To the devastation came a frail Quaker woman named Mary Ambler. Some accounts report that she drove to the site in her wagon, stuffed with bedsheets and medical supplies, but the more enduring legend has it that she walked the two miles from her home in nearby Wissahickon to tend to the maimed victims of the crash. She was said to have the healing touch.

Whether she laid on hands to minister to the wounded or simply helped direct the rescue work with her calming influence, Mary Ambler's efforts in "The Great Train Accident" made history.

She volunteered her home, built in the early 18th century and still one of the oldest houses in the community, as a temporary hospital. Located in the triangle where Main Street, Tennis Avenue and Reiff's Mill Road meet, it is now privately owned.

Engineer Harris and Rev. Sheridan were killed in the accident. Many passengers were burned so badly that their bodies could not be identified. The conductor of the Aramingo, William Vanstavoren, escaped unharmed. Apparently blaming himself for the accident (he was later absolved of any blame - a jury later found the deceased engineer of the Shackamaxon guilty of "gross carelessness"), he returned to his residence in Philadelphia at 169 Buttonwood St. (near 10th) and took his own life by swallowing arsenic.

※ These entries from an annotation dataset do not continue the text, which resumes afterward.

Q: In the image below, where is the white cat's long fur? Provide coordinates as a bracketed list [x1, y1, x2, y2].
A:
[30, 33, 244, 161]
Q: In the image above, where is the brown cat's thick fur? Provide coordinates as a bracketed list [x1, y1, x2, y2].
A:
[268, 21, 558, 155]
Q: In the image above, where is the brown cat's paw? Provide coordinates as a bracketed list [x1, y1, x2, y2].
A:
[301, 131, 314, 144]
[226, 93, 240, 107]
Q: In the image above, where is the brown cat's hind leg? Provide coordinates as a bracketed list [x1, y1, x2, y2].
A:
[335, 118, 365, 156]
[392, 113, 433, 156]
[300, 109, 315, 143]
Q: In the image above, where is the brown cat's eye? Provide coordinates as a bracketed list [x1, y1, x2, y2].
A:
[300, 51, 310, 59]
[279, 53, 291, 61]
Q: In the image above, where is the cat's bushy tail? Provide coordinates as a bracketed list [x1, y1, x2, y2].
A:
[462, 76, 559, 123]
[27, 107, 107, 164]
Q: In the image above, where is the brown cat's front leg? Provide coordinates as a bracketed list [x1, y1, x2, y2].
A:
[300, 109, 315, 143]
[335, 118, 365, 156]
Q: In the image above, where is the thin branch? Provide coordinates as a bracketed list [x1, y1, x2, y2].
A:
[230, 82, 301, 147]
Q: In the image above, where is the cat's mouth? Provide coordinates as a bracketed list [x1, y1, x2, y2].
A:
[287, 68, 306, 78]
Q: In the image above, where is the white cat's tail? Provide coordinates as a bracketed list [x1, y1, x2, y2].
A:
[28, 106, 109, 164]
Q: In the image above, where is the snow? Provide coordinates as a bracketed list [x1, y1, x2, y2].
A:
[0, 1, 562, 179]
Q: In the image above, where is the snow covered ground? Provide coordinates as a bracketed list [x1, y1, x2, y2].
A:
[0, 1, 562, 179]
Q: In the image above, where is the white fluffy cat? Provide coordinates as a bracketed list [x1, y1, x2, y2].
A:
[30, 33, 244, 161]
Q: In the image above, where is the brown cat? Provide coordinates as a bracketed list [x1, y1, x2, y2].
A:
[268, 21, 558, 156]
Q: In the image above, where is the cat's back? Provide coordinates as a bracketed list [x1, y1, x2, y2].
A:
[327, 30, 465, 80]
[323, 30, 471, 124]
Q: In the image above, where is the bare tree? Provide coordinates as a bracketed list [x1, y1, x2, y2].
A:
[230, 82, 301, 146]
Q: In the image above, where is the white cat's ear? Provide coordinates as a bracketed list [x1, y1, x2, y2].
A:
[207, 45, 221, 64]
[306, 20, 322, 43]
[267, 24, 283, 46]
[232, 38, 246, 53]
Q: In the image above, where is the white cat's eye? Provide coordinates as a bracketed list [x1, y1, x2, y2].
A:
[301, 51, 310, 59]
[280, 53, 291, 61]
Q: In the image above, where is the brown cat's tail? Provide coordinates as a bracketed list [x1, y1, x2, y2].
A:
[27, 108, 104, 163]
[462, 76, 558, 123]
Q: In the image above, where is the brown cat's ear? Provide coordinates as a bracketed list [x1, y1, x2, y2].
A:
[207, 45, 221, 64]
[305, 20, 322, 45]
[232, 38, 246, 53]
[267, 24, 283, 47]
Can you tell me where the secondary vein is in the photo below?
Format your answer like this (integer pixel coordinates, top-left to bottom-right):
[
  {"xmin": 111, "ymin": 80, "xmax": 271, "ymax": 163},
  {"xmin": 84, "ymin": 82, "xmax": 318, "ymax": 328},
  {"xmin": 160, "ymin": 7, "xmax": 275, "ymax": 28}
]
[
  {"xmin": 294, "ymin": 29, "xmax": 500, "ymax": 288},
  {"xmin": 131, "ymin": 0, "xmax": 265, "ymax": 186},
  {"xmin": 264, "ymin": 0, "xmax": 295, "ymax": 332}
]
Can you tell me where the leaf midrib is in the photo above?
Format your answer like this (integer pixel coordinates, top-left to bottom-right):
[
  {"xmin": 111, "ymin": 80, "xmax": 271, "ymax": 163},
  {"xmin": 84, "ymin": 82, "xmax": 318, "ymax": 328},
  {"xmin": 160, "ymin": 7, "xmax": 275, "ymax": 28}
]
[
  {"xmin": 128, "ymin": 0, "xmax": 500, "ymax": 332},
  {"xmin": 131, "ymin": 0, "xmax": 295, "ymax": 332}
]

As might be expected, the Great Train Wreck played its part in vastly improving safety measures in the railroad industry. These included clarifying instructions to the engineers of all trains on the same line, using the telegraph to inform other stations of late trains, restricting the number of passengers, establishing protocols governing the movement of trains traveling from opposite directions along a single track and more.

In 1869 - unfortunately, the year after Mary Ambler died - town officials, to commemorate her valiant efforts, changed the name of Wissahickon Station to Ambler. An even higher honor was paid this so-called "angel of mercy" in 1888, when the borough was officially incorporated and adopted the name Ambler, one of the few towns in America to bear the name of a woman.